By default, the Dashboard tab page of the current dataset version is displayed. If you need to label the dataset of another version, click the Versions tab and then click Set to Current Version in the right pane. For details, see Managing Dataset Versions.
ModelArts automatically synchronizes data and labeling information from Input Dataset Path to the dataset details page.
To quickly obtain the latest data in the OBS bucket, click Synchronize Data Source on the Unlabeled tab page of the dataset details page to add the data uploaded using OBS to the dataset.
The dataset details page displays the labeled and unlabeled audio files. The Unlabeled tab page is displayed by default.
On the dataset details page, click the Labeled tab to view the list of the labeled audio files. Click the audio file to view the audio content in the Speech Content text box on the right.
After labeling data, you can modify labeled data on the Labeled tab page.
On the data labeling page, click the Labeled tab, and select the audio file to be modified from the audio file list.
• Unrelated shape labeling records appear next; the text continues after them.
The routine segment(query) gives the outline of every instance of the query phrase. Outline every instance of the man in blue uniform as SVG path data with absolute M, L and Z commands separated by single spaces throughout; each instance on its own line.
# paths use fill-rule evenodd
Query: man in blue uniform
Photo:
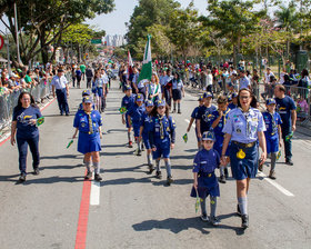
M 130 127 L 133 127 L 136 142 L 138 145 L 137 156 L 141 156 L 141 139 L 140 139 L 140 127 L 142 121 L 142 116 L 146 112 L 143 96 L 142 93 L 138 93 L 136 96 L 136 103 L 131 106 L 128 111 L 128 122 Z
M 129 148 L 132 148 L 133 147 L 133 142 L 132 142 L 132 138 L 131 138 L 131 130 L 132 130 L 132 128 L 130 127 L 130 123 L 129 123 L 128 110 L 134 103 L 134 96 L 132 94 L 132 88 L 130 86 L 126 84 L 124 86 L 124 90 L 126 90 L 126 96 L 122 99 L 121 108 L 126 108 L 127 111 L 124 113 L 122 113 L 122 123 L 127 124 L 127 128 L 128 128 L 128 139 L 129 139 Z
M 204 92 L 203 94 L 204 106 L 200 107 L 197 118 L 198 138 L 202 138 L 204 131 L 209 131 L 212 126 L 212 112 L 217 110 L 212 104 L 212 93 Z
M 291 97 L 285 96 L 285 87 L 282 84 L 278 84 L 274 88 L 274 96 L 277 102 L 277 111 L 281 116 L 282 119 L 282 138 L 284 141 L 285 149 L 285 163 L 292 166 L 292 148 L 291 148 L 291 139 L 287 136 L 290 136 L 291 132 L 295 131 L 295 104 Z
M 271 155 L 271 169 L 269 178 L 275 179 L 275 161 L 279 151 L 280 138 L 281 138 L 281 117 L 275 112 L 275 100 L 267 100 L 267 111 L 262 112 L 263 120 L 265 122 L 267 130 L 264 131 L 265 142 L 267 142 L 267 153 Z M 263 165 L 260 165 L 258 169 L 262 171 Z
M 67 97 L 69 96 L 69 86 L 68 80 L 63 76 L 62 69 L 58 69 L 58 74 L 53 77 L 51 86 L 54 98 L 57 93 L 60 114 L 62 116 L 64 112 L 66 116 L 69 116 L 69 107 L 67 102 Z

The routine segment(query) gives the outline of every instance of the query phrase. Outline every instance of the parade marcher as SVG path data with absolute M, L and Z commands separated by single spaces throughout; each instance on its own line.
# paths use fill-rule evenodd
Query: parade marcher
M 231 94 L 231 103 L 229 103 L 228 108 L 230 110 L 238 108 L 238 93 L 233 92 Z
M 224 133 L 222 132 L 222 129 L 228 120 L 229 111 L 230 109 L 228 108 L 228 99 L 224 96 L 220 96 L 217 100 L 218 103 L 218 110 L 212 112 L 212 129 L 214 132 L 215 141 L 214 141 L 214 150 L 219 155 L 222 152 L 222 145 L 223 145 L 223 136 Z M 225 156 L 229 156 L 229 150 L 230 150 L 230 145 L 225 151 Z M 219 181 L 221 183 L 225 183 L 225 179 L 229 177 L 228 173 L 228 165 L 230 162 L 229 158 L 227 158 L 227 165 L 225 167 L 220 168 L 220 179 Z
M 267 130 L 264 131 L 267 155 L 271 155 L 271 168 L 269 178 L 275 179 L 275 162 L 279 151 L 279 146 L 281 147 L 281 117 L 275 112 L 277 102 L 274 99 L 268 99 L 265 102 L 267 111 L 262 112 L 263 120 Z M 263 165 L 259 166 L 259 170 L 262 171 Z
M 203 94 L 204 104 L 199 108 L 198 119 L 197 119 L 197 129 L 198 129 L 198 138 L 202 138 L 202 133 L 204 131 L 209 131 L 212 123 L 212 112 L 217 110 L 215 106 L 212 104 L 212 93 L 204 92 Z
M 91 83 L 92 83 L 92 78 L 93 76 L 93 70 L 91 69 L 90 66 L 88 66 L 87 70 L 86 70 L 86 76 L 87 76 L 87 88 L 91 88 Z
M 292 146 L 291 138 L 292 132 L 295 131 L 295 121 L 297 121 L 297 112 L 295 112 L 295 103 L 293 99 L 289 96 L 285 96 L 285 87 L 281 84 L 277 84 L 274 88 L 274 96 L 277 102 L 277 111 L 281 116 L 282 119 L 282 139 L 284 142 L 285 150 L 285 163 L 289 166 L 293 166 L 292 162 Z
M 171 173 L 170 152 L 174 148 L 175 142 L 175 122 L 169 116 L 169 107 L 164 100 L 158 100 L 152 111 L 152 128 L 150 135 L 150 145 L 153 150 L 153 159 L 156 160 L 157 178 L 161 179 L 161 157 L 164 159 L 167 168 L 167 183 L 173 182 Z
M 66 116 L 69 116 L 69 107 L 67 101 L 67 97 L 69 96 L 69 86 L 68 80 L 63 76 L 62 69 L 58 69 L 58 74 L 53 77 L 51 86 L 54 98 L 57 93 L 60 114 L 62 116 L 64 112 Z
M 178 72 L 174 73 L 172 79 L 171 96 L 173 97 L 173 112 L 175 112 L 175 104 L 178 104 L 178 113 L 181 113 L 180 101 L 184 97 L 184 88 Z
M 84 163 L 87 167 L 86 179 L 92 178 L 91 163 L 94 167 L 94 180 L 101 181 L 100 176 L 100 153 L 102 138 L 101 126 L 102 119 L 98 110 L 92 110 L 92 98 L 83 98 L 83 110 L 78 110 L 74 117 L 73 127 L 76 131 L 72 136 L 78 137 L 78 151 L 84 155 Z
M 229 112 L 222 130 L 224 135 L 221 162 L 227 163 L 225 151 L 231 140 L 230 163 L 232 176 L 237 181 L 238 213 L 242 218 L 242 228 L 249 227 L 248 190 L 250 179 L 254 178 L 258 165 L 267 159 L 265 126 L 261 112 L 257 108 L 257 99 L 250 89 L 239 91 L 239 108 Z M 262 150 L 259 159 L 259 146 Z
M 122 113 L 122 123 L 127 126 L 128 128 L 128 140 L 129 140 L 129 148 L 133 147 L 132 138 L 131 138 L 131 131 L 132 128 L 130 126 L 130 119 L 128 118 L 128 111 L 134 103 L 134 96 L 132 94 L 132 88 L 130 86 L 126 86 L 126 96 L 122 98 L 121 108 L 126 108 L 126 112 Z
M 18 106 L 13 109 L 11 124 L 11 145 L 17 141 L 19 150 L 20 181 L 26 180 L 27 176 L 27 152 L 28 146 L 32 153 L 33 175 L 39 175 L 39 129 L 37 120 L 42 114 L 36 106 L 33 97 L 29 92 L 22 92 L 18 99 Z
M 214 135 L 211 131 L 205 131 L 202 135 L 203 149 L 200 150 L 193 161 L 193 187 L 191 197 L 201 198 L 201 219 L 210 221 L 213 226 L 220 223 L 215 216 L 217 197 L 220 196 L 218 180 L 214 170 L 220 167 L 220 156 L 213 149 Z M 207 198 L 210 196 L 210 217 L 207 213 Z
M 154 168 L 152 165 L 152 148 L 150 145 L 150 132 L 152 128 L 152 109 L 154 107 L 152 100 L 147 100 L 146 103 L 146 112 L 142 116 L 141 127 L 140 127 L 140 138 L 142 138 L 146 150 L 147 150 L 147 162 L 149 166 L 149 173 L 152 173 Z
M 152 102 L 156 102 L 157 100 L 160 99 L 161 86 L 159 82 L 159 78 L 156 73 L 152 73 L 151 82 L 147 84 L 146 93 L 148 96 L 148 99 L 151 100 Z
M 134 139 L 137 142 L 137 156 L 141 156 L 142 146 L 141 146 L 141 138 L 140 138 L 140 127 L 142 122 L 142 116 L 146 111 L 144 103 L 143 103 L 143 96 L 138 93 L 136 96 L 136 102 L 130 107 L 128 110 L 128 122 L 130 128 L 133 127 L 134 131 Z
M 192 127 L 192 123 L 195 121 L 195 137 L 197 137 L 197 141 L 198 141 L 198 149 L 200 149 L 201 147 L 201 140 L 199 139 L 198 137 L 198 129 L 197 129 L 197 119 L 198 119 L 198 112 L 199 112 L 199 109 L 200 107 L 202 107 L 204 104 L 204 99 L 203 99 L 203 96 L 200 96 L 199 99 L 199 107 L 195 107 L 191 113 L 191 119 L 190 119 L 190 122 L 189 122 L 189 126 L 187 128 L 187 132 L 190 131 L 191 127 Z

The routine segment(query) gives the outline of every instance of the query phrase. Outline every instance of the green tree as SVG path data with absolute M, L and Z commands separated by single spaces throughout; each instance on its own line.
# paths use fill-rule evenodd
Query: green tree
M 49 46 L 60 43 L 66 29 L 96 14 L 108 13 L 113 7 L 113 0 L 19 0 L 18 30 L 22 30 L 19 36 L 22 62 L 28 63 L 40 52 L 43 62 L 47 62 Z M 13 34 L 12 9 L 6 14 L 9 23 L 2 22 Z
M 251 0 L 208 0 L 209 17 L 202 18 L 203 23 L 219 31 L 218 37 L 231 41 L 234 63 L 241 39 L 255 32 L 260 18 L 265 14 L 265 11 L 255 11 L 254 3 Z

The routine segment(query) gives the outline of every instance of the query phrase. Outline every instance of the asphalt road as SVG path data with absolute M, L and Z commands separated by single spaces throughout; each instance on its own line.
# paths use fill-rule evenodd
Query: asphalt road
M 77 141 L 69 149 L 66 146 L 73 133 L 73 116 L 81 102 L 81 91 L 70 91 L 70 117 L 59 116 L 56 101 L 43 111 L 39 176 L 31 173 L 29 155 L 30 173 L 24 183 L 17 183 L 17 148 L 9 141 L 0 147 L 1 249 L 79 248 L 76 240 L 86 188 L 84 168 Z M 311 248 L 310 137 L 294 135 L 294 166 L 285 166 L 281 158 L 273 183 L 262 175 L 252 180 L 249 229 L 240 228 L 241 220 L 234 213 L 233 179 L 220 185 L 217 215 L 221 225 L 212 227 L 199 219 L 195 200 L 190 197 L 197 152 L 194 130 L 190 131 L 188 143 L 182 140 L 188 126 L 185 119 L 190 119 L 198 104 L 197 97 L 188 93 L 182 100 L 182 114 L 172 114 L 177 122 L 177 145 L 171 153 L 175 179 L 171 187 L 164 185 L 163 162 L 163 180 L 158 180 L 147 173 L 146 153 L 137 157 L 136 148 L 126 146 L 127 132 L 118 111 L 122 97 L 114 81 L 103 114 L 103 181 L 100 186 L 91 182 L 91 205 L 87 203 L 86 248 Z M 263 172 L 268 175 L 269 168 L 264 167 Z

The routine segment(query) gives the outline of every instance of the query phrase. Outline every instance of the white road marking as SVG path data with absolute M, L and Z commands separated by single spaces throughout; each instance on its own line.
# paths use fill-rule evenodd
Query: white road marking
M 100 182 L 92 180 L 90 205 L 99 206 L 100 202 Z
M 284 189 L 282 186 L 280 186 L 278 182 L 275 182 L 274 180 L 271 180 L 270 178 L 268 178 L 263 172 L 258 172 L 258 176 L 262 177 L 264 180 L 267 180 L 270 185 L 274 186 L 277 189 L 279 189 L 283 195 L 288 196 L 288 197 L 294 197 L 294 195 L 292 192 L 290 192 L 289 190 Z
M 189 119 L 184 119 L 184 121 L 185 121 L 185 122 L 188 122 L 188 123 L 190 123 L 190 120 L 189 120 Z M 192 128 L 194 128 L 194 129 L 195 129 L 194 123 L 192 123 Z

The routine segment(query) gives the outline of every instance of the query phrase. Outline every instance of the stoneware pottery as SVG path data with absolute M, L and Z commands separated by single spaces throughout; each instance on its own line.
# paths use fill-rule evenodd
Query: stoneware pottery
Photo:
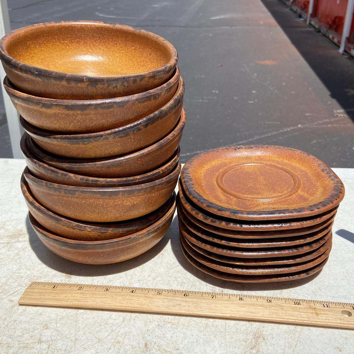
M 75 159 L 101 159 L 126 154 L 160 140 L 173 130 L 182 110 L 184 86 L 180 78 L 175 96 L 160 109 L 133 123 L 99 133 L 61 135 L 36 128 L 20 117 L 23 129 L 42 149 Z
M 281 275 L 269 274 L 263 275 L 243 275 L 231 274 L 210 268 L 193 258 L 185 250 L 183 245 L 181 246 L 183 254 L 188 261 L 200 270 L 212 276 L 223 280 L 239 282 L 267 282 L 297 280 L 312 275 L 319 271 L 323 268 L 328 259 L 327 257 L 319 264 L 312 268 L 294 273 L 287 273 Z
M 211 232 L 221 236 L 228 238 L 235 238 L 238 239 L 272 239 L 280 237 L 291 237 L 296 236 L 304 236 L 307 234 L 315 232 L 323 229 L 325 226 L 331 223 L 334 220 L 335 214 L 329 219 L 319 224 L 307 227 L 300 228 L 298 229 L 292 229 L 283 230 L 281 228 L 273 231 L 242 231 L 237 230 L 229 230 L 221 227 L 214 226 L 213 225 L 207 224 L 194 217 L 191 214 L 186 213 L 185 210 L 181 204 L 179 195 L 177 196 L 176 204 L 177 209 L 180 213 L 187 217 L 193 224 L 200 228 L 204 229 L 207 232 Z
M 180 183 L 179 183 L 179 190 L 178 197 L 182 209 L 184 213 L 188 217 L 190 214 L 204 223 L 218 227 L 228 229 L 244 231 L 274 231 L 282 230 L 292 230 L 300 228 L 305 228 L 316 225 L 324 221 L 328 220 L 335 215 L 337 212 L 338 206 L 328 211 L 307 218 L 298 218 L 280 220 L 272 221 L 270 223 L 264 222 L 251 222 L 247 220 L 239 220 L 235 219 L 216 216 L 213 214 L 203 210 L 196 205 L 190 200 L 187 201 Z
M 181 164 L 157 181 L 126 187 L 77 187 L 46 182 L 26 167 L 23 175 L 34 198 L 50 210 L 72 219 L 112 222 L 134 219 L 160 207 L 176 187 Z
M 93 21 L 32 25 L 0 41 L 10 81 L 30 95 L 96 99 L 134 95 L 161 86 L 177 64 L 176 50 L 156 34 Z
M 206 240 L 191 232 L 183 223 L 179 223 L 179 230 L 183 236 L 188 241 L 207 251 L 223 256 L 240 258 L 261 258 L 286 257 L 301 255 L 318 248 L 329 239 L 332 239 L 332 232 L 330 231 L 322 237 L 312 242 L 298 246 L 284 246 L 281 249 L 264 248 L 259 249 L 244 248 L 221 245 Z
M 196 205 L 248 221 L 309 217 L 344 196 L 342 181 L 323 162 L 290 148 L 247 145 L 210 150 L 184 165 L 181 181 Z
M 190 231 L 200 237 L 224 246 L 245 248 L 279 248 L 308 243 L 326 235 L 331 230 L 333 224 L 332 222 L 332 223 L 318 231 L 303 236 L 269 239 L 236 239 L 213 234 L 194 225 L 180 210 L 178 210 L 178 214 L 179 222 L 183 223 Z
M 163 165 L 153 171 L 143 175 L 125 178 L 97 178 L 62 171 L 42 162 L 28 148 L 27 141 L 30 139 L 29 136 L 25 133 L 21 139 L 20 145 L 27 167 L 31 173 L 35 177 L 47 182 L 77 187 L 127 186 L 156 181 L 164 177 L 172 172 L 178 162 L 180 152 L 178 147 L 170 160 Z
M 109 264 L 133 258 L 154 246 L 167 232 L 175 205 L 152 225 L 134 234 L 113 240 L 81 241 L 61 237 L 46 230 L 30 213 L 30 221 L 40 239 L 51 251 L 79 263 Z
M 289 264 L 287 266 L 268 264 L 263 267 L 249 265 L 232 266 L 230 264 L 209 258 L 196 252 L 183 237 L 180 238 L 180 241 L 185 250 L 194 259 L 206 267 L 220 272 L 245 275 L 281 274 L 303 271 L 321 263 L 328 257 L 331 251 L 330 249 L 329 249 L 322 255 L 309 262 Z
M 171 79 L 156 88 L 123 97 L 96 100 L 56 99 L 18 91 L 5 78 L 4 85 L 13 105 L 30 124 L 45 130 L 69 134 L 114 129 L 139 120 L 166 104 L 179 80 L 175 70 Z
M 23 176 L 21 189 L 31 214 L 48 231 L 67 239 L 80 241 L 103 241 L 118 238 L 145 229 L 159 220 L 175 203 L 174 194 L 157 210 L 140 218 L 104 224 L 80 222 L 50 211 L 33 197 Z
M 180 233 L 182 234 L 182 233 Z M 332 240 L 327 240 L 323 245 L 313 251 L 301 255 L 288 256 L 285 257 L 272 257 L 270 258 L 238 258 L 223 256 L 213 252 L 210 252 L 195 245 L 184 238 L 184 239 L 195 251 L 205 256 L 208 258 L 218 262 L 231 264 L 239 266 L 269 266 L 270 264 L 286 266 L 296 263 L 303 263 L 309 262 L 323 254 L 327 250 L 332 247 Z
M 177 149 L 182 136 L 187 115 L 182 110 L 175 129 L 160 141 L 141 150 L 108 159 L 68 160 L 46 153 L 32 141 L 28 147 L 36 157 L 47 165 L 72 173 L 93 177 L 125 177 L 145 173 L 163 165 Z

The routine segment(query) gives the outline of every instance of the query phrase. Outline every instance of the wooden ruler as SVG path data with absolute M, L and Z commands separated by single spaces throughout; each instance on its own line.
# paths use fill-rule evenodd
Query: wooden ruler
M 354 329 L 354 303 L 241 294 L 35 281 L 18 303 Z

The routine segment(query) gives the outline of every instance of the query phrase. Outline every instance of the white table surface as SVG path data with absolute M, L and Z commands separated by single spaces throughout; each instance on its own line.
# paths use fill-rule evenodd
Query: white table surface
M 92 266 L 61 258 L 29 224 L 20 159 L 0 159 L 0 353 L 350 353 L 347 330 L 247 321 L 107 310 L 20 306 L 32 281 L 75 282 L 354 301 L 354 169 L 334 169 L 346 195 L 333 227 L 329 260 L 317 276 L 279 283 L 244 284 L 195 269 L 179 245 L 175 217 L 153 249 L 121 263 Z

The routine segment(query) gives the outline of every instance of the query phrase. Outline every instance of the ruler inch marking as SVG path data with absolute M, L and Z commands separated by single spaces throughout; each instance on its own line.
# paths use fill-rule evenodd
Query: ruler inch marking
M 263 295 L 32 282 L 18 303 L 354 329 L 354 304 Z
In the label information area on the right, modify the content of the Speech Content text box, and click OK to complete the modification.
In addition to automatically synchronizing data from Input Dataset Path, you can directly add audio files on ModelArts for data labeling.
Select the audio files to be uploaded in the local environment. Only WAV audio files are supported. The size of an audio file cannot exceed 4 MB. The total size of audio files uploaded at a time cannot exceed 8 MB.
The audio files you add will be automatically displayed on the Unlabeled tab page. In addition, the audio files are automatically saved to the OBS directory specified by Input Dataset Path.
You can quickly delete the audio files you want to discard.
On the Unlabeled or Labeled tab page, select the audio files to be deleted, and then click Delete File in the upper left corner. In the displayed dialog box, select or deselect Delete source files as required. After confirmation, click OK to delete the audio files.
If you select Delete source files, audio files stored in the corresponding OBS directory will be deleted when you delete the selected audio files. Deleting source files may affect other dataset versions or datasets using those files. As a result, the page display, training, or inference is abnormal. Deleted data cannot be recovered. Exercise caution when performing this operation.